Answering the question of how and why the human remains ended up at the Church of St. Johns courtyard also required knowledge of its history. Ever since the church was built at the turn of the 14th and 15th centuries, people have been buried in its basements. Interestingly, at that time, it was such a common practice that the crypts of the church became the place for eternal rest not only for the clergy or patrons of the church but also the prominent townspeople. After the establishment of the church, the Brotherhood of St. John the Baptist was established. Its members were well-known townspeople who had to take care of the maintenance of the parish church. Vilnius goldsmiths, tailors, and surgeons soon established their chapels by the parish church. As a result, prominent townspeople were also buried in the basements. An old tradition led to the crypts of the church being dedicated to burials. Therefore, almost every church both in Lithuania and in Europe has chapels with basements where the bodies of their founders rest. The Church of St. Johns was in a similar situation even after the overcrowded basements were cleared at the turn of the 16th and 17th centuries. The memorial plaques with epitaphs in the Piasecki and Ogiński chapels of the church once again testify that the founders of these chapels were buried in the basements. And under the Mary of Loreto altar is a mausoleum of Jonas Liutauras Chreptavičius family women.

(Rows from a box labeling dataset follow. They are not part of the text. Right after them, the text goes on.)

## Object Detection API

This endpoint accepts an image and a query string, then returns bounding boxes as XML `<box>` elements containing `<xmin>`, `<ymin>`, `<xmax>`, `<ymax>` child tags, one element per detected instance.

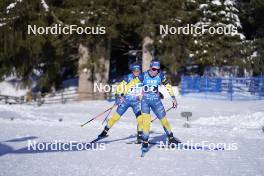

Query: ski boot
<box><xmin>141</xmin><ymin>141</ymin><xmax>148</xmax><ymax>157</ymax></box>
<box><xmin>137</xmin><ymin>131</ymin><xmax>143</xmax><ymax>144</ymax></box>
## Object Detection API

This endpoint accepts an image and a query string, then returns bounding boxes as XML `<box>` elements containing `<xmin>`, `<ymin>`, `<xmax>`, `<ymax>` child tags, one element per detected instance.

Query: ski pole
<box><xmin>102</xmin><ymin>104</ymin><xmax>116</xmax><ymax>125</ymax></box>
<box><xmin>151</xmin><ymin>106</ymin><xmax>173</xmax><ymax>123</ymax></box>
<box><xmin>81</xmin><ymin>105</ymin><xmax>115</xmax><ymax>127</ymax></box>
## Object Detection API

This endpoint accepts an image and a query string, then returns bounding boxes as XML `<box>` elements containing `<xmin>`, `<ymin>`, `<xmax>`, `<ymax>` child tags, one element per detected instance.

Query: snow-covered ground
<box><xmin>0</xmin><ymin>97</ymin><xmax>264</xmax><ymax>176</ymax></box>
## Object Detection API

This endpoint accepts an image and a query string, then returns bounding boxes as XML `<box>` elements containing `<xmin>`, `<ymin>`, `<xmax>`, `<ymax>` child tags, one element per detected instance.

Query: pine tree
<box><xmin>189</xmin><ymin>0</ymin><xmax>246</xmax><ymax>71</ymax></box>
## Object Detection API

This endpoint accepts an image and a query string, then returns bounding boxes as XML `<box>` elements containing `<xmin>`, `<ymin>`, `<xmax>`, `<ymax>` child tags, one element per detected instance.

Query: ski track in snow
<box><xmin>0</xmin><ymin>97</ymin><xmax>264</xmax><ymax>176</ymax></box>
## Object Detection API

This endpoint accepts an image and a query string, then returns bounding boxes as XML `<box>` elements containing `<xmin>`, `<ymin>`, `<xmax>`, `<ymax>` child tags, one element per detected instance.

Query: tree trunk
<box><xmin>142</xmin><ymin>36</ymin><xmax>154</xmax><ymax>71</ymax></box>
<box><xmin>78</xmin><ymin>44</ymin><xmax>93</xmax><ymax>100</ymax></box>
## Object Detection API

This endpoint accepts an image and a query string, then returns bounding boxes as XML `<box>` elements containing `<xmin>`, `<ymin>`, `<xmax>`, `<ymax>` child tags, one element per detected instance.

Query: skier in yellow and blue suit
<box><xmin>126</xmin><ymin>60</ymin><xmax>180</xmax><ymax>151</ymax></box>
<box><xmin>98</xmin><ymin>63</ymin><xmax>143</xmax><ymax>143</ymax></box>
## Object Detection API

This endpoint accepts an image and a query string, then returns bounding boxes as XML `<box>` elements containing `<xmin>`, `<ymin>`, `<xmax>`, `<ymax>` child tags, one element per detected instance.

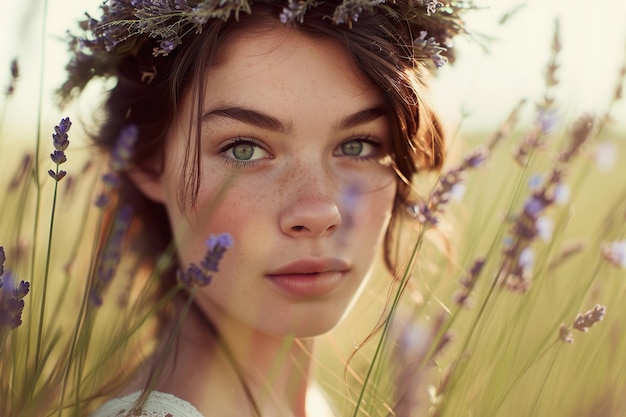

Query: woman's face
<box><xmin>144</xmin><ymin>28</ymin><xmax>396</xmax><ymax>337</ymax></box>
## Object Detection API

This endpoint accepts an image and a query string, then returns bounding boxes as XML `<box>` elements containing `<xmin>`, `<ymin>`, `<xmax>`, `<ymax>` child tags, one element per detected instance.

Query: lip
<box><xmin>266</xmin><ymin>258</ymin><xmax>350</xmax><ymax>297</ymax></box>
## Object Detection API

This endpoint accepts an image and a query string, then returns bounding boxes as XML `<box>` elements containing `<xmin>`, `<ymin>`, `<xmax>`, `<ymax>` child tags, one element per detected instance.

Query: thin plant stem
<box><xmin>352</xmin><ymin>228</ymin><xmax>429</xmax><ymax>417</ymax></box>
<box><xmin>33</xmin><ymin>172</ymin><xmax>59</xmax><ymax>369</ymax></box>
<box><xmin>27</xmin><ymin>0</ymin><xmax>50</xmax><ymax>369</ymax></box>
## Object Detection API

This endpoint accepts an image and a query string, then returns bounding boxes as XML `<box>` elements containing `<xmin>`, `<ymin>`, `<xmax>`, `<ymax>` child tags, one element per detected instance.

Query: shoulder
<box><xmin>91</xmin><ymin>391</ymin><xmax>204</xmax><ymax>417</ymax></box>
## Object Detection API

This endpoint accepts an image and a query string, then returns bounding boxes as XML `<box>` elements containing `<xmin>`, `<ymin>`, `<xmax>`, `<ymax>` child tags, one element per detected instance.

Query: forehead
<box><xmin>200</xmin><ymin>27</ymin><xmax>384</xmax><ymax>112</ymax></box>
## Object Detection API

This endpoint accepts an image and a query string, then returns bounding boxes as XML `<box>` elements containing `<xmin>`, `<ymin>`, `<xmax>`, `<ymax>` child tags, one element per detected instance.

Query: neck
<box><xmin>151</xmin><ymin>300</ymin><xmax>312</xmax><ymax>417</ymax></box>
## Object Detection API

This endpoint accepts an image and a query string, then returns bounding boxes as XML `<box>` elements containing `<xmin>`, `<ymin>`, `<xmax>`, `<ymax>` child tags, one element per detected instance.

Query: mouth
<box><xmin>266</xmin><ymin>258</ymin><xmax>350</xmax><ymax>297</ymax></box>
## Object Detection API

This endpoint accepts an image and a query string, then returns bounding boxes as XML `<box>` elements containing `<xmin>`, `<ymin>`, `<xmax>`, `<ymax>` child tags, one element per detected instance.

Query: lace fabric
<box><xmin>91</xmin><ymin>391</ymin><xmax>204</xmax><ymax>417</ymax></box>
<box><xmin>90</xmin><ymin>384</ymin><xmax>336</xmax><ymax>417</ymax></box>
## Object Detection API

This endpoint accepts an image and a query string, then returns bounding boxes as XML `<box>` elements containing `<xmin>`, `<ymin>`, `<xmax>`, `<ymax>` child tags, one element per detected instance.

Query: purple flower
<box><xmin>413</xmin><ymin>30</ymin><xmax>448</xmax><ymax>68</ymax></box>
<box><xmin>90</xmin><ymin>206</ymin><xmax>133</xmax><ymax>306</ymax></box>
<box><xmin>5</xmin><ymin>59</ymin><xmax>20</xmax><ymax>97</ymax></box>
<box><xmin>48</xmin><ymin>117</ymin><xmax>72</xmax><ymax>182</ymax></box>
<box><xmin>535</xmin><ymin>216</ymin><xmax>554</xmax><ymax>242</ymax></box>
<box><xmin>178</xmin><ymin>233</ymin><xmax>234</xmax><ymax>288</ymax></box>
<box><xmin>52</xmin><ymin>117</ymin><xmax>72</xmax><ymax>151</ymax></box>
<box><xmin>95</xmin><ymin>125</ymin><xmax>139</xmax><ymax>208</ymax></box>
<box><xmin>0</xmin><ymin>271</ymin><xmax>30</xmax><ymax>330</ymax></box>
<box><xmin>418</xmin><ymin>0</ymin><xmax>443</xmax><ymax>16</ymax></box>
<box><xmin>0</xmin><ymin>246</ymin><xmax>7</xmax><ymax>282</ymax></box>
<box><xmin>524</xmin><ymin>196</ymin><xmax>546</xmax><ymax>218</ymax></box>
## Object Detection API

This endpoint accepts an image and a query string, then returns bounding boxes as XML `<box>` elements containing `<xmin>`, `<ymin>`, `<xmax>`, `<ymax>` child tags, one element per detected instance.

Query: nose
<box><xmin>280</xmin><ymin>165</ymin><xmax>341</xmax><ymax>238</ymax></box>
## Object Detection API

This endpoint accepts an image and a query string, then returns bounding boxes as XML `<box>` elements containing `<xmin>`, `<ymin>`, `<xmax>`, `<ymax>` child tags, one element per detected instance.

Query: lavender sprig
<box><xmin>501</xmin><ymin>115</ymin><xmax>594</xmax><ymax>292</ymax></box>
<box><xmin>413</xmin><ymin>30</ymin><xmax>448</xmax><ymax>68</ymax></box>
<box><xmin>408</xmin><ymin>147</ymin><xmax>489</xmax><ymax>225</ymax></box>
<box><xmin>5</xmin><ymin>59</ymin><xmax>20</xmax><ymax>97</ymax></box>
<box><xmin>48</xmin><ymin>117</ymin><xmax>72</xmax><ymax>182</ymax></box>
<box><xmin>559</xmin><ymin>304</ymin><xmax>606</xmax><ymax>343</ymax></box>
<box><xmin>0</xmin><ymin>246</ymin><xmax>30</xmax><ymax>332</ymax></box>
<box><xmin>95</xmin><ymin>125</ymin><xmax>139</xmax><ymax>208</ymax></box>
<box><xmin>178</xmin><ymin>233</ymin><xmax>234</xmax><ymax>289</ymax></box>
<box><xmin>0</xmin><ymin>271</ymin><xmax>30</xmax><ymax>331</ymax></box>
<box><xmin>0</xmin><ymin>246</ymin><xmax>7</xmax><ymax>277</ymax></box>
<box><xmin>89</xmin><ymin>206</ymin><xmax>133</xmax><ymax>307</ymax></box>
<box><xmin>513</xmin><ymin>20</ymin><xmax>561</xmax><ymax>165</ymax></box>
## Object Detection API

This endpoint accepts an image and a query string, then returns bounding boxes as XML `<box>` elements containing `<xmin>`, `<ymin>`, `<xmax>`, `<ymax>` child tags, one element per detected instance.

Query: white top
<box><xmin>91</xmin><ymin>386</ymin><xmax>336</xmax><ymax>417</ymax></box>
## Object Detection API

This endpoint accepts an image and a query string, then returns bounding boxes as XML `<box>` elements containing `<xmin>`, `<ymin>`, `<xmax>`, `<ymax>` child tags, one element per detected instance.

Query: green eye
<box><xmin>341</xmin><ymin>140</ymin><xmax>363</xmax><ymax>156</ymax></box>
<box><xmin>335</xmin><ymin>137</ymin><xmax>382</xmax><ymax>158</ymax></box>
<box><xmin>221</xmin><ymin>138</ymin><xmax>270</xmax><ymax>163</ymax></box>
<box><xmin>232</xmin><ymin>143</ymin><xmax>256</xmax><ymax>161</ymax></box>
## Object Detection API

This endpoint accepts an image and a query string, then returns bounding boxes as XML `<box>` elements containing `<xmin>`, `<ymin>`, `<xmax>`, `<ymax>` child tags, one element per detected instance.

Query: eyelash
<box><xmin>338</xmin><ymin>136</ymin><xmax>383</xmax><ymax>161</ymax></box>
<box><xmin>219</xmin><ymin>136</ymin><xmax>382</xmax><ymax>168</ymax></box>
<box><xmin>219</xmin><ymin>136</ymin><xmax>267</xmax><ymax>168</ymax></box>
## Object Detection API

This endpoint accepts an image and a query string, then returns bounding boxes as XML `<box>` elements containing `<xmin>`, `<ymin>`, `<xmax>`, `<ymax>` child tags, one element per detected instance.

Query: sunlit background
<box><xmin>0</xmin><ymin>0</ymin><xmax>626</xmax><ymax>137</ymax></box>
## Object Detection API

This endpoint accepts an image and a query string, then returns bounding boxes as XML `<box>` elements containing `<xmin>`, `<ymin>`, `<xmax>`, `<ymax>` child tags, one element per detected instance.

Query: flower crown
<box><xmin>59</xmin><ymin>0</ymin><xmax>476</xmax><ymax>101</ymax></box>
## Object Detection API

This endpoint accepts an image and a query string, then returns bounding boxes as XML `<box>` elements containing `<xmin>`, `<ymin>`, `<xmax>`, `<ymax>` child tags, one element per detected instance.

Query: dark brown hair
<box><xmin>95</xmin><ymin>2</ymin><xmax>444</xmax><ymax>280</ymax></box>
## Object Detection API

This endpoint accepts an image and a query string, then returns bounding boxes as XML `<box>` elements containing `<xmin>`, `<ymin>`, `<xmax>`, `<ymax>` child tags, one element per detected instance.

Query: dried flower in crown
<box><xmin>178</xmin><ymin>233</ymin><xmax>234</xmax><ymax>289</ymax></box>
<box><xmin>59</xmin><ymin>0</ymin><xmax>476</xmax><ymax>100</ymax></box>
<box><xmin>559</xmin><ymin>304</ymin><xmax>606</xmax><ymax>343</ymax></box>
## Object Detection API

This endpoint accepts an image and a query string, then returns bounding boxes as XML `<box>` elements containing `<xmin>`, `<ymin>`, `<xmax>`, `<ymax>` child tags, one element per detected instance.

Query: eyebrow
<box><xmin>202</xmin><ymin>106</ymin><xmax>388</xmax><ymax>134</ymax></box>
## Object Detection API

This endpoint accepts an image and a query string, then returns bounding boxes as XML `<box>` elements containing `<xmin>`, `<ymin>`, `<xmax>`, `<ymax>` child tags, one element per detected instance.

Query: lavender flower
<box><xmin>0</xmin><ymin>246</ymin><xmax>7</xmax><ymax>277</ymax></box>
<box><xmin>407</xmin><ymin>147</ymin><xmax>489</xmax><ymax>225</ymax></box>
<box><xmin>602</xmin><ymin>240</ymin><xmax>626</xmax><ymax>268</ymax></box>
<box><xmin>559</xmin><ymin>304</ymin><xmax>606</xmax><ymax>344</ymax></box>
<box><xmin>48</xmin><ymin>117</ymin><xmax>72</xmax><ymax>182</ymax></box>
<box><xmin>178</xmin><ymin>233</ymin><xmax>234</xmax><ymax>289</ymax></box>
<box><xmin>535</xmin><ymin>216</ymin><xmax>554</xmax><ymax>242</ymax></box>
<box><xmin>0</xmin><ymin>271</ymin><xmax>30</xmax><ymax>330</ymax></box>
<box><xmin>413</xmin><ymin>30</ymin><xmax>448</xmax><ymax>68</ymax></box>
<box><xmin>89</xmin><ymin>206</ymin><xmax>133</xmax><ymax>306</ymax></box>
<box><xmin>333</xmin><ymin>0</ymin><xmax>385</xmax><ymax>27</ymax></box>
<box><xmin>417</xmin><ymin>0</ymin><xmax>443</xmax><ymax>16</ymax></box>
<box><xmin>572</xmin><ymin>304</ymin><xmax>606</xmax><ymax>333</ymax></box>
<box><xmin>5</xmin><ymin>59</ymin><xmax>20</xmax><ymax>97</ymax></box>
<box><xmin>95</xmin><ymin>125</ymin><xmax>139</xmax><ymax>208</ymax></box>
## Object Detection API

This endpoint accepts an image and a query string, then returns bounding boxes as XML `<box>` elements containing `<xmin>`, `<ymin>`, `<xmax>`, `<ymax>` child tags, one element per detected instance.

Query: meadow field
<box><xmin>0</xmin><ymin>1</ymin><xmax>626</xmax><ymax>417</ymax></box>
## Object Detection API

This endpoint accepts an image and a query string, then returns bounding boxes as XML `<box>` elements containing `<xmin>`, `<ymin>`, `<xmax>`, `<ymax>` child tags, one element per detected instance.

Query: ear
<box><xmin>126</xmin><ymin>167</ymin><xmax>163</xmax><ymax>203</ymax></box>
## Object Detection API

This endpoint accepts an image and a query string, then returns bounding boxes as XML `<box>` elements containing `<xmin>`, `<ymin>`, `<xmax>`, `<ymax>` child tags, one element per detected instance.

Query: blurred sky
<box><xmin>0</xmin><ymin>0</ymin><xmax>626</xmax><ymax>141</ymax></box>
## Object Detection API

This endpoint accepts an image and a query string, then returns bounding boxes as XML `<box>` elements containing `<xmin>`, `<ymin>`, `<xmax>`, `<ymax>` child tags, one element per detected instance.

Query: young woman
<box><xmin>59</xmin><ymin>0</ymin><xmax>463</xmax><ymax>417</ymax></box>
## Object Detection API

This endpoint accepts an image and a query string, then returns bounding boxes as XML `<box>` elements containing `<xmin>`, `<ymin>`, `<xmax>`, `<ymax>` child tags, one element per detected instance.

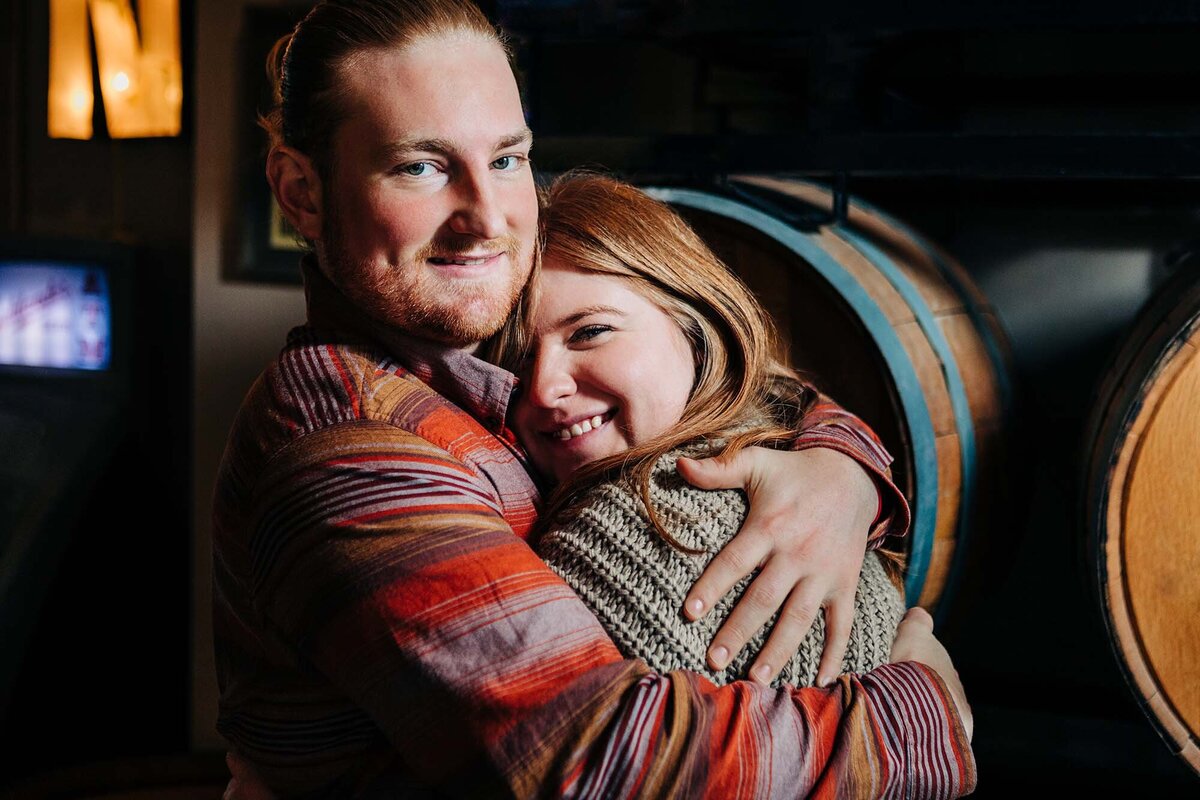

An abundance of burials took place at the church. Finally, during the reconstruction of the Church of St. Johns, organized in the 1930s, all the remains lying in the basements were placed in one larger basement, filled with soil and burnt lime, and bricked. The university administration then agreed to this, arguing that open remains could lead to an epidemic. The further history of the burial is unknown. It is also unknown when the said remains ended up in the K. Sirvydas Courtyard.

According to witnesses, the dead were moved here from the church basements during the Soviet era, during the reconstruction of VU in the 1980s. This explanation is plausible as the remains were found destroyed and under a rather thin layer of soil.

“Constructions or reconstructions of buildings in Lithuania frequently discover the remains of people from ancient times but there is no generally accepted procedure indicating what to do with them next, how to take care of them with respect. This is usually taken care of by various communities and church parishes on their own initiative. Vilnius University decided to properly bury the remains discovered during the renovation in the basements of the Church of St. Johns, as it is likely where they were moved from. We hope the university’s gesture will become an example of respectful treatment of the historical remains of the dead found in Lithuania,” said Head of VU Museum Monika Ramonaitė.

The honoring and reburial ceremony will take place on 9 November at 6 PM at the Church of St. Johns during the All Saints’ Mass for the members of the VU community who passed away and the people who donated their bodies to science.